Thanks for the shout-out Ron! We appreciate our beaver brothers by the bay! There’s also the quirky animal-symbology and UFO blog collection by Regan which includes this:

I wasn’t sure where to post this (maybe I’ll post it at Pulp Jello which badly needs to be updated anyway) but since it has to do with animals, in a round about way, sort of, I’m posting it here. It seems art has offended bureaucrats in Martinez, Calif who commissioned an artist to paint a mural for the city. They demanded the artist, Mario Alfaro, paint over a beaver he included in the mural:

Or this oddly worded (I assume translated?) piece on the Global Topic Blog here

Officials in Martinez, Calif., systematic an artist to paint over a picture of a beaver he enclosed in a picture he was consecrated to emanate for a city.  Martinez officials pronounced they had artist Mario Alfaro paint over a beaver since a animal, while dear by city residents, does not go on a downtown picture alongside images of Martinez locals including John Muir and Joe DiMaggio, a San Francisco Chronicle reported Friday.  “Everyone’s observant we hatred beavers, though this is not about fondness beavers or not fondness beavers,” Public Works Director Dave Scola said. “We went by a extensive formulation process, and never once did anyone ask for a beaver. Not one chairman said, ‘Hey, we have an idea, let’s put a beaver in there.’

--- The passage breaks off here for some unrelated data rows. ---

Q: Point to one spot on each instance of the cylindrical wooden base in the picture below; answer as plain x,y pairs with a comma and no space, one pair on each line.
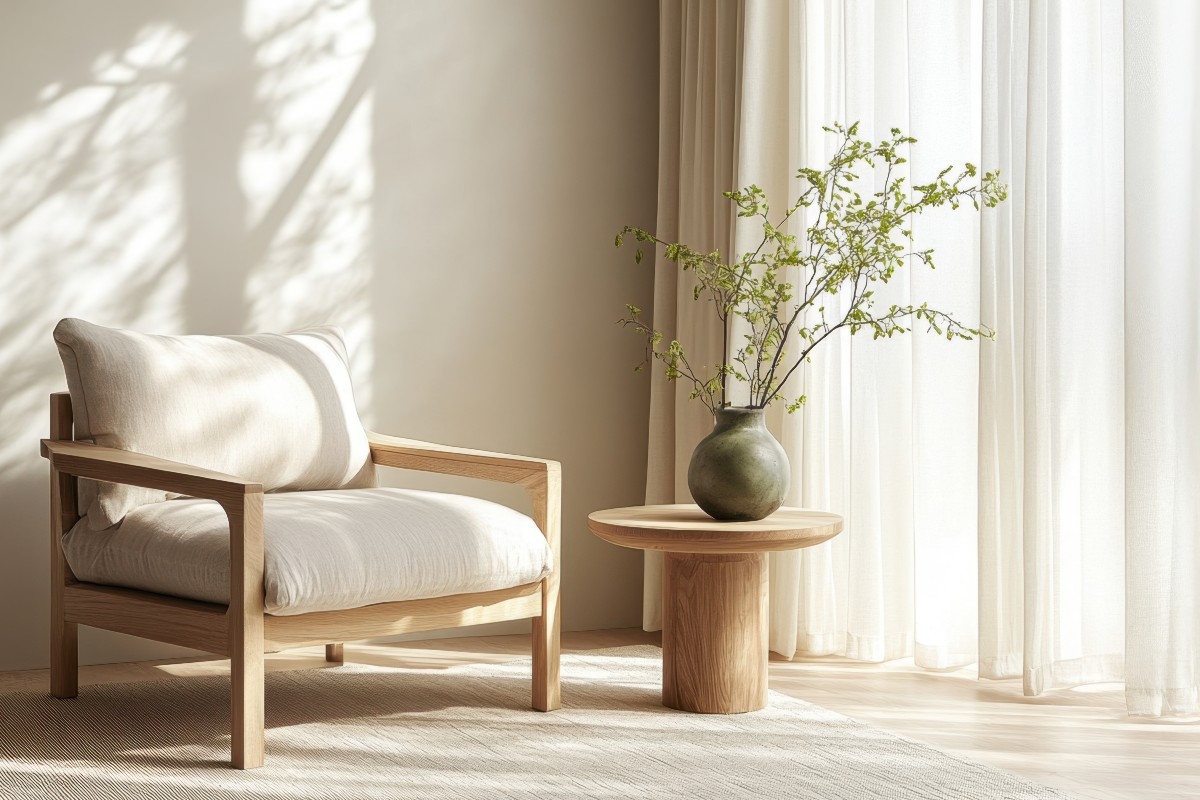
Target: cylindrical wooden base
714,632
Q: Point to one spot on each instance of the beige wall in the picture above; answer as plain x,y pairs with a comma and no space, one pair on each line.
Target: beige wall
441,179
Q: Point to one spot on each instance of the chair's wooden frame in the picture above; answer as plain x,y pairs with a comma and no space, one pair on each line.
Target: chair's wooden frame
241,630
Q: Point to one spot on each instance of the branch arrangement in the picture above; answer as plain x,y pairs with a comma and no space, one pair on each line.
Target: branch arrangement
853,244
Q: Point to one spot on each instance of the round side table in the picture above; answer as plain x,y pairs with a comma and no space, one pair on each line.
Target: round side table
714,595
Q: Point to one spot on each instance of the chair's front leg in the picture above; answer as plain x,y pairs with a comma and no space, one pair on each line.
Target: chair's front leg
545,491
246,630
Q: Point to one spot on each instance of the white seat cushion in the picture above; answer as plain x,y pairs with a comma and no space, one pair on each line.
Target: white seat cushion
324,551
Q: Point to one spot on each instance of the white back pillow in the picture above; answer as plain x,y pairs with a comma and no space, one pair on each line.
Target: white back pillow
276,409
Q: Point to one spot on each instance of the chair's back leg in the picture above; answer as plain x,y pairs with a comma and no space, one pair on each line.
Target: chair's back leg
64,515
546,492
246,631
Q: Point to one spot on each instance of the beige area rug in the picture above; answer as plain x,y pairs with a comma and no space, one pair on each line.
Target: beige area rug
364,732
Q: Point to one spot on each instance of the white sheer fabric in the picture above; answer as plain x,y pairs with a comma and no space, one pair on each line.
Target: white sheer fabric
987,492
1163,358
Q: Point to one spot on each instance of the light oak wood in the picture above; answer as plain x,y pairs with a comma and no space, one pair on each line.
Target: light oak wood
184,623
243,630
405,617
84,459
64,515
684,528
545,489
714,642
429,457
246,630
714,595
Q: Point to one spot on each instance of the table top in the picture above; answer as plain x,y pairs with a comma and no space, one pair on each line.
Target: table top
684,528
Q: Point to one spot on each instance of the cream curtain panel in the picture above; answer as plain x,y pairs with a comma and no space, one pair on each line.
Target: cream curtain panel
1027,504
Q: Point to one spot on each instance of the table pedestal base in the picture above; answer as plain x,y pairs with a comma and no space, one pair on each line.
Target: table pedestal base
714,632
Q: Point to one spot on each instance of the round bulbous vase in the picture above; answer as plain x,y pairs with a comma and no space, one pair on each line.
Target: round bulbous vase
739,473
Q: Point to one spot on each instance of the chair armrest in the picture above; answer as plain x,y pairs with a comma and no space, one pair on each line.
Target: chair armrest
99,463
447,459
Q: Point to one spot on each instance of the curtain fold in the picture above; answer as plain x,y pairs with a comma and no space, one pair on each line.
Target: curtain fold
1162,252
991,491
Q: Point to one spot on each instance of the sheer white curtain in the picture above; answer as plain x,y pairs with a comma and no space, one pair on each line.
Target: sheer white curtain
1163,356
987,489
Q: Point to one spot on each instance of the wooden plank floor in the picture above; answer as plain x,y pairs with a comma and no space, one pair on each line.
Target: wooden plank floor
1079,740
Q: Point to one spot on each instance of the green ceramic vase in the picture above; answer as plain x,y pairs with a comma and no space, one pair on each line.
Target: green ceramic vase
739,471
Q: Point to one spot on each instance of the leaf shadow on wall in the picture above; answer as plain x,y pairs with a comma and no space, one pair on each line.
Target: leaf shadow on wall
130,137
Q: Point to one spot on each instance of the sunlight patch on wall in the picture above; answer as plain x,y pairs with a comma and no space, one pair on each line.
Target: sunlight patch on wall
306,172
89,218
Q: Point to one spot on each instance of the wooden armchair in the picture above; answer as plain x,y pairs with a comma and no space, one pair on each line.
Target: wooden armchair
243,630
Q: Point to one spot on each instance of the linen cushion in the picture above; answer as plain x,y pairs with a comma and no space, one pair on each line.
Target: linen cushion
324,551
277,409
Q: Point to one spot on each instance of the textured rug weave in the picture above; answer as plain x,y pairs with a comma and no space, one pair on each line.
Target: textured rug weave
361,732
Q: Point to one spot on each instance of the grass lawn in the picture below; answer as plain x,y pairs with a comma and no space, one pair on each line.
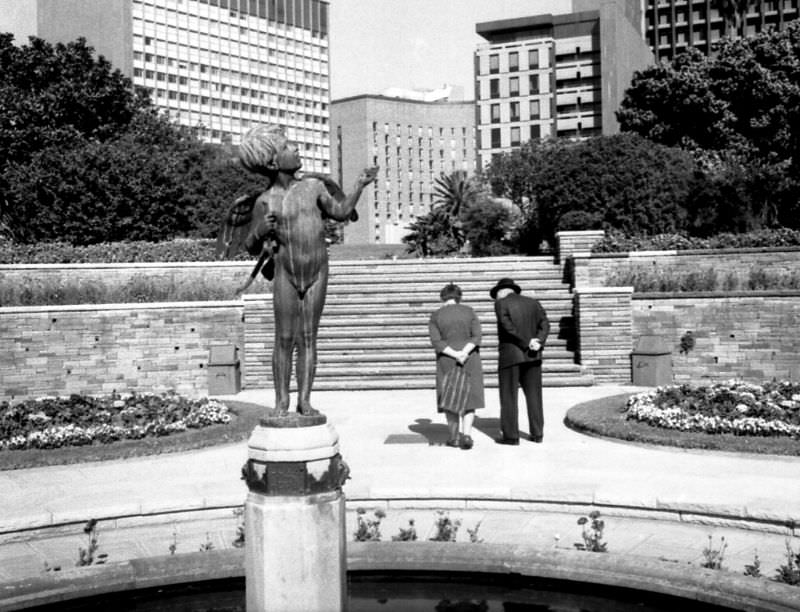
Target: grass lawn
604,418
245,417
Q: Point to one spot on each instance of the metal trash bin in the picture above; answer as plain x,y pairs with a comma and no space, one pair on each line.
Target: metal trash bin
651,362
224,372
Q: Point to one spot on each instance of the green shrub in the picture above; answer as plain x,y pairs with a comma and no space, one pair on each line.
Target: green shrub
615,242
654,279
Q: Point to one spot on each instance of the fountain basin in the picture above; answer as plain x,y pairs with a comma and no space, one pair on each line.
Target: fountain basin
493,562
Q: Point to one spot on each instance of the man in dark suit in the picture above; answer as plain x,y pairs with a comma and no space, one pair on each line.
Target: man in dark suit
522,329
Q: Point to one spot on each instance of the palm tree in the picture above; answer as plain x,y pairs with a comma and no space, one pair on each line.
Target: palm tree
454,192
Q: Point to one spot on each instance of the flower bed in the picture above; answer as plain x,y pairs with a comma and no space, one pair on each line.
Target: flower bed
77,420
739,408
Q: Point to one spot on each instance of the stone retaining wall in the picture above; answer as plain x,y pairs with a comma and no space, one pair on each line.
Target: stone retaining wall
59,350
599,269
603,318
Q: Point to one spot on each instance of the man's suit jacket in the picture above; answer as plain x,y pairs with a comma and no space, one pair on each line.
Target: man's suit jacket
519,320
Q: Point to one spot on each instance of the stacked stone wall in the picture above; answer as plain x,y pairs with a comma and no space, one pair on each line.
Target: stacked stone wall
116,275
599,268
750,336
99,349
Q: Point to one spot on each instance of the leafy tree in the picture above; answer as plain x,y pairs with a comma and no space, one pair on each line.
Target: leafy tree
84,158
622,182
741,109
432,235
50,93
486,225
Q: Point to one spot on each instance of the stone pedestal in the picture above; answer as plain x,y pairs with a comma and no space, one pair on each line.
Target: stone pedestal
295,517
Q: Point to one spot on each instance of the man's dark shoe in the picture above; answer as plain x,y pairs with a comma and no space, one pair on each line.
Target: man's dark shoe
508,441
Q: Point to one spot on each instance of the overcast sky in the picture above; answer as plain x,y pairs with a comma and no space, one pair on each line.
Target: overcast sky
413,44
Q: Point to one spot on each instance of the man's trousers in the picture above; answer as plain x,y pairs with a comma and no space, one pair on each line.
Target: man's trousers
510,379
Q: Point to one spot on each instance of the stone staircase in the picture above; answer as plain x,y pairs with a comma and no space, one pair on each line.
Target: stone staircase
374,331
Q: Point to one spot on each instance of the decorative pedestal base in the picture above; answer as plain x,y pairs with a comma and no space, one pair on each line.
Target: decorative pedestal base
295,519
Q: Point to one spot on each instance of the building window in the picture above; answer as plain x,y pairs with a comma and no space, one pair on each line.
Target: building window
533,83
495,138
533,58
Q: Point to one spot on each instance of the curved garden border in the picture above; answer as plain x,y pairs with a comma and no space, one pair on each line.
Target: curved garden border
624,571
602,418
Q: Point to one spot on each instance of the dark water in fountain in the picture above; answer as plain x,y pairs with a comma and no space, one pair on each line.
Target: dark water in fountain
401,592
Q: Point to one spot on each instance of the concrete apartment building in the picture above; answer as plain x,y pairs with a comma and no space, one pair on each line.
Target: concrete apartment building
413,137
219,65
672,26
555,75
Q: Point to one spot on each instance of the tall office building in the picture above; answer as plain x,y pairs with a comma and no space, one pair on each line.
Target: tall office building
221,66
413,137
672,26
555,75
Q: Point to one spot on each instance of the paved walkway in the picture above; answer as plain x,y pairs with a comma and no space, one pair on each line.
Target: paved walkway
658,502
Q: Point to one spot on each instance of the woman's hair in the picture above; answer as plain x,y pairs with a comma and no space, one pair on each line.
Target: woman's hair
451,291
259,146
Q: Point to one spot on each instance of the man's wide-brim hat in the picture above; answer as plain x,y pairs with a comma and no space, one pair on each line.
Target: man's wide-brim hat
504,283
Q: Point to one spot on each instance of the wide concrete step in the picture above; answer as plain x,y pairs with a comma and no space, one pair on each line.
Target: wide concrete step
394,383
487,279
385,352
497,266
405,319
422,285
421,368
426,301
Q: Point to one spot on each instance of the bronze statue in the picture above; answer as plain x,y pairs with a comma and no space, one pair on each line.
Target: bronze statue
285,226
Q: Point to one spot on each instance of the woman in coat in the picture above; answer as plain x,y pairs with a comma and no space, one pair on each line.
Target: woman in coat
455,334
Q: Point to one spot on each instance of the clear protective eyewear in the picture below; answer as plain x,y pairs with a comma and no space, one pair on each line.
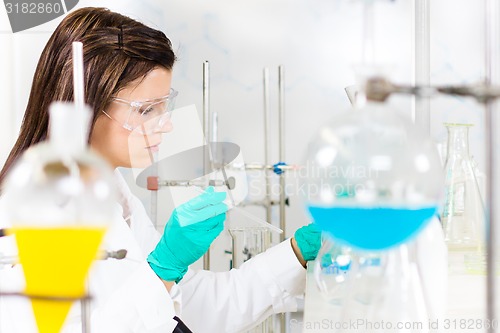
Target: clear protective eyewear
146,116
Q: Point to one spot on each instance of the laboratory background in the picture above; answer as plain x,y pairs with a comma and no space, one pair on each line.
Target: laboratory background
316,45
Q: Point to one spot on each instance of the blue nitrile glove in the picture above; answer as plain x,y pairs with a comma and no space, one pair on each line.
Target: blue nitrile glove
276,169
191,229
308,239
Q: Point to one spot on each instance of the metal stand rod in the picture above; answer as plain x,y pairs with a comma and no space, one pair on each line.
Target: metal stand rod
267,127
491,107
421,104
281,86
206,127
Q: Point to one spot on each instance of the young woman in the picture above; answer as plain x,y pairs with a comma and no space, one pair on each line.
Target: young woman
128,72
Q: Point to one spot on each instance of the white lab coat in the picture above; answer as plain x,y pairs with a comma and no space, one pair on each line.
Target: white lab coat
129,297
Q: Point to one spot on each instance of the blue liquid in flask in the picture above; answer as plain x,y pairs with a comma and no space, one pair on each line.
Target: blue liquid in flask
372,228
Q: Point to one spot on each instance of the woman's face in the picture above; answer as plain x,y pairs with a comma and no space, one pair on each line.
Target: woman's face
120,146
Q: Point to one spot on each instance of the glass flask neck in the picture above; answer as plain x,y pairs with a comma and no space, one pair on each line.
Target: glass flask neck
458,140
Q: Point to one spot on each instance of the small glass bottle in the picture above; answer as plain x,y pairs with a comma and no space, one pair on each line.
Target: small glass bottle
332,269
463,213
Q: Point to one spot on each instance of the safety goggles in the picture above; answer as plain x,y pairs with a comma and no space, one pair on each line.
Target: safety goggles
146,116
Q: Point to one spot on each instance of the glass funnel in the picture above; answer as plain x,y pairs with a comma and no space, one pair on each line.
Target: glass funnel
373,179
60,199
463,215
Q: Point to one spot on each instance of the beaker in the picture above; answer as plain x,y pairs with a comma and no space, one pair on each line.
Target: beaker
60,198
463,216
332,269
385,293
249,237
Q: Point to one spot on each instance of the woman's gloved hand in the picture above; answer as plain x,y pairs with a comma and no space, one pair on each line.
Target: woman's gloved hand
191,229
308,240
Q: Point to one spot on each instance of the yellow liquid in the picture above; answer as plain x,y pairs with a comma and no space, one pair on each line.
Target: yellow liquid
55,262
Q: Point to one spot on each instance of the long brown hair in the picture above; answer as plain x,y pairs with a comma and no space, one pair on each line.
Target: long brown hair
117,50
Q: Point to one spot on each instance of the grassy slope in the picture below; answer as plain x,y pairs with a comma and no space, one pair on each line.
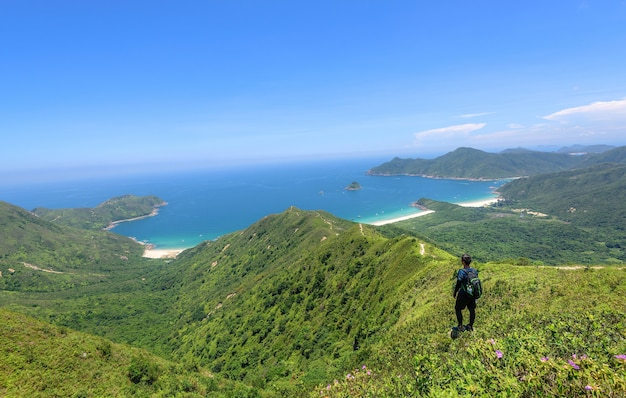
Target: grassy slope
41,360
473,163
559,331
26,238
115,209
298,298
307,310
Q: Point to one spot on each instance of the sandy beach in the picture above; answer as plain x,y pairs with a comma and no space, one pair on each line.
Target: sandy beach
477,203
392,220
161,253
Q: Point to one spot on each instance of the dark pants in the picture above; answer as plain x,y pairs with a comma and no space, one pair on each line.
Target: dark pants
463,300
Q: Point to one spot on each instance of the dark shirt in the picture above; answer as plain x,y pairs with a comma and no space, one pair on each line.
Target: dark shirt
461,276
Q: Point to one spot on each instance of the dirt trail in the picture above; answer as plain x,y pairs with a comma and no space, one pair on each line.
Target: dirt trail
36,268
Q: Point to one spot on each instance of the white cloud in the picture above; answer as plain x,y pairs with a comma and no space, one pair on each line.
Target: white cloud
596,111
459,129
470,115
446,137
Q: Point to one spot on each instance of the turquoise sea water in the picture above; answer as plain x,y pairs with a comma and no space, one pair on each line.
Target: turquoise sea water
204,205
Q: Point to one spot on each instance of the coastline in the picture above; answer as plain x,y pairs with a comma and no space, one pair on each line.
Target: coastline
151,252
154,212
475,203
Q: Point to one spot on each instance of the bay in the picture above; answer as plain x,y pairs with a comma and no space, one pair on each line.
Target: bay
206,204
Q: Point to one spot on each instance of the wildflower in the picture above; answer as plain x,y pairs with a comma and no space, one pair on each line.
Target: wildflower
573,364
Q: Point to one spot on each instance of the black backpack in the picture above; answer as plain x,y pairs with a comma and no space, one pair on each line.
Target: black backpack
472,285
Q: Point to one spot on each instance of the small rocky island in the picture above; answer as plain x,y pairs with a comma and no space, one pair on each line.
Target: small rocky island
354,186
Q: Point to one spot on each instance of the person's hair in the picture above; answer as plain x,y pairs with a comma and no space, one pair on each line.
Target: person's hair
466,259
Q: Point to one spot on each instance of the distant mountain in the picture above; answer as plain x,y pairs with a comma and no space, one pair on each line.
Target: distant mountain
475,164
301,299
106,214
586,149
594,196
615,155
27,240
43,360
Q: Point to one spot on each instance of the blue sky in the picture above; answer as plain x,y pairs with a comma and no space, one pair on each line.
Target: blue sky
210,83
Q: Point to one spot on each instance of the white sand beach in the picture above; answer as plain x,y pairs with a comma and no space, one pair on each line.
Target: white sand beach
392,220
161,253
477,203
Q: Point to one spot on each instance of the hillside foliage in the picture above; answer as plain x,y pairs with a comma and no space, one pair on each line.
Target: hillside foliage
117,209
302,303
474,163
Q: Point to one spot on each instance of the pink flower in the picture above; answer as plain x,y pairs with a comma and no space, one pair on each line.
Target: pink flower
573,364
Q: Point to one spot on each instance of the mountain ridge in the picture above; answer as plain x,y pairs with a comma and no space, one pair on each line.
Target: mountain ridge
470,163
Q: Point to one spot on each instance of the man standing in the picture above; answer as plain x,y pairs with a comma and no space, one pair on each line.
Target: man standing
463,297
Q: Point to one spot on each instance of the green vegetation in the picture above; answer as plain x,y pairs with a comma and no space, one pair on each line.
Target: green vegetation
42,360
305,304
473,163
122,208
354,186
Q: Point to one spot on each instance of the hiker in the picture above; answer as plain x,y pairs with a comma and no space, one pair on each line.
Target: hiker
463,297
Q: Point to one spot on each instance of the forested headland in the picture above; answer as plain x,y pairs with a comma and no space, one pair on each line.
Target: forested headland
302,303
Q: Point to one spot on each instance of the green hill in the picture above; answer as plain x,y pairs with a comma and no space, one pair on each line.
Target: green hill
42,360
299,298
34,246
473,163
303,302
106,214
593,197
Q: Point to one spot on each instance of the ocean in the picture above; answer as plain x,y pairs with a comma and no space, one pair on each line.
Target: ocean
205,204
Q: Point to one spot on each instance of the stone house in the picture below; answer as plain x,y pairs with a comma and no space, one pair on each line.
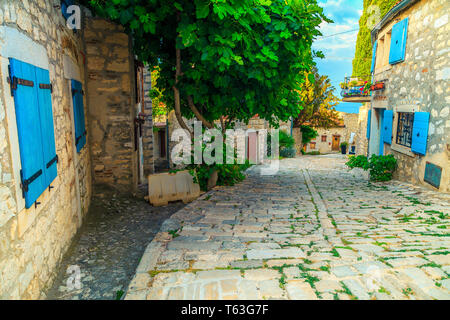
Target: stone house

A San Francisco Chronicle? Which one have I been reading? And I guess  if the ‘chairman’ doesn’t say it, then don’t come crying to us! The thought of that sentence coming directly from our DPW is so enjoyable I may have to read the article aloud again and again.

Looking for that picture seemed to get a lot of folks to the website, and its always nice to have visitors, even the kind you wouldn’t necessarily  invite to stay for dinner. This rough and tumble thread at Livejournal – (most of which reminded me why members of the 14 year old male community don’t actually have many dates) – eventually made me smile at this post under the handle ‘Layweed’:

“The mural’s like 3 feet high and on the side of a fricken fence? Good grief, I thought it was like a wall mural or something. Someone really hates beavers.”

Yes, Layweed. Yes they do.

So much so that I’m pretty sure the only beaver mural that would ever be approved in Martinez is this one from the Washington Post office, this is a study for its design on file with the Spencer Museum of Art at the University of Kansas. It’s titled “Trapper with Beaver”.